What are the results of studies done of patients and healthcare providers towards tattoos?

A study was done regarding the views of 150 patients towards medical professionals with tattoos. In the study, the patients were shown a picture of a male and female healthcare professional, one with and without tattoos. It was concluded that there were no differences in care, approachability, attentiveness, cooperativeness, reliability, professionalism, confidence, and efficiency between the tattooed healthcare provider and the none tattooed healthcare provider. The majority of the people surveyed did not find it wrong for healthcare providers to have tattoos. When surveyed, many nurses believe that their professionalism should not be judged on their appearance.
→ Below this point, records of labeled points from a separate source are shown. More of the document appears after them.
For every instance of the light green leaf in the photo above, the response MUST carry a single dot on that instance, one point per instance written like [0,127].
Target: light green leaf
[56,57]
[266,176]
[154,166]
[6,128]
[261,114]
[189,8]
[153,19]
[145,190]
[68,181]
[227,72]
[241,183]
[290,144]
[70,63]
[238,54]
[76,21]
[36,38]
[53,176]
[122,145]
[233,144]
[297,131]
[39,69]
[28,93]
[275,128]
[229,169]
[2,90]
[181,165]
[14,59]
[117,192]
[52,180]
They also believe that professionalism is about how one behaves and interacts with others, not to the style of clothes one wears or the presence of body art.

It is known that if the patients have tattoos similar to one of the healthcare providers, then the patient and healthcare provider will have something to talk about. This actually can make the patient feel more comfortable around the healthcare provider since they have something to relate to.

During a study of male and female healthcare providers with tattoos, there was a slight difference between the two genders because women with tattoos were found to be less professional than male healthcare providers with tattoos. In another study done, a picture of a nurse with body art and one without body art was shown to 240 people that were students, patients, nurses, and faculty members at a medical facility. The study showed that the nurse with tattoos appeared to be less knowledgeable, caring, and skilled as a nurse. Through surveys, it was determined that people view their healthcare providers with tattoos in a different light than their healthcare providers without tattoos.

Unfortunately, due to the high demand, the medical field has a lot of need for medical professionals right now. With tattoos being as popular, more and more places are hiring nurses and doctors with tattoos. Hospitals, medical facilities, and doctors offices state that they would rather hire someone with tattoos, skills sets, education, and knowledge they need to perform the job as opposed to someone with no tattoos and not as much education and skills.

Even though there are a lot of people who support tattoos in the medical field, there are a lot of people who still do not. Some hospitals and other healthcare facilities still make it mandatory for their employees to cover up their tattoos while on the job. Some employers say that tattoos are not professional nor look professional. They also say it puts a negative stigma on caregivers, by the patients, of being associated with criminal activity.

In 2011, for example, the Ottawa Hospital introduced a dress code that required tattoos to be covered and piercings removed. In January 2013, a labor arbitrator found the directive to overstep the rights of healthcare workers to cover tattoos, and the dress code was lifted. The hospitals and facilities can now choose whether or not the healthcare providers can have tattoos or not. All in all, when one is in need of help, does it really matter what the person saving your life looks like or if he or she has tattoos or not? No! What matters is the fact they are giving you the help you need in order to save your life.